Op het primitief kadaster (1830) komt de hoeve al voor als een gesloten geheel bestaande uit een aaneenschakeling van vrijstaande volumes rond een rechthoekig erf. Op het gereduceerd kadaster (circa 1850) staat de hoeve weergegeven als "'t hof Ronden Bosch et Brasserie".
Een eerste wijziging werd op het kadaster opgetekend in 1883. De gebouwen werden aangepast en vergroot zodat de losse volumes met elkaar verbonden werden. De noordelijke stallen en het wagenhuis werden waarschijnlijk helemaal gesloopt en heropgebouwd. In de zuidoostelijke hoek werd de brouwerij aanleunend bij het voormalige woonhuis vergroot. Ten zuidoosten hiervan kwam er een vrijstaand bakhuis (vandaag vergroot en ingericht als woonhuis, nummer 8). De mutatieschets van 1914 is een rechtzetting op vorige schets en toont een verkleining van het perceel van de brouwerij. In 1931 zal er een gedeeltelijke afbraak en heropbouw van een nieuw boerenburgerhuis worden geregistreerd op het kadaster, deze wijziging vond al een aantal jaren eerder plaats. Het resterend deel van het voormalige 18de-eeuws boerenhuis zal waarschijnlijk ook toen ingericht zijn als stallingen.
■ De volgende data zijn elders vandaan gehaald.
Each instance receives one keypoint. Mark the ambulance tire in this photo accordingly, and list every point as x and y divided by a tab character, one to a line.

Voorts kwam er aan de westzijde een open hangaar waarvoor een deel van de vleugel werd gesloopt.
Onderkelderd boerenburgerhuis op een verhoogde begane grond van drie traveeën en twee bouwlagen onder een leien pseudo-mansardedak. Dit boerenburgerhuis uit het interbellum is anders opgevat dan boerenhuizen uit oudere periodes. Het heeft grote rechthoekige muuropeningen geopend naar de straatzijde, dit in tegenstelling tot de eerder gesloten buitengevels van de oudere boerenwoningen waar de open gevel op het erf was gericht. Dubbelhuis met steekboogvormige muuropeningen op het gelijkvloers in een geprofileerde hardstenen omlijsting en op de verdieping met hardstenen hoekblokken en sluitstenen. Voorts gebruik van hardstenen voor horizontale lijsten en de plint. Centraal dakvenster met een hardstenen bekroning. De erfgevel heeft vijf traveeën (muuropeningen) met eveneens steekboogvormige muuropeningen en witgeschilderde sluit- en hoekstenen. In het dak zitten drie oeils-de-boeuf. Het interieur van de hal heeft vloertegels met ingelegde motieven en een eenvoudig stucwerk plafond.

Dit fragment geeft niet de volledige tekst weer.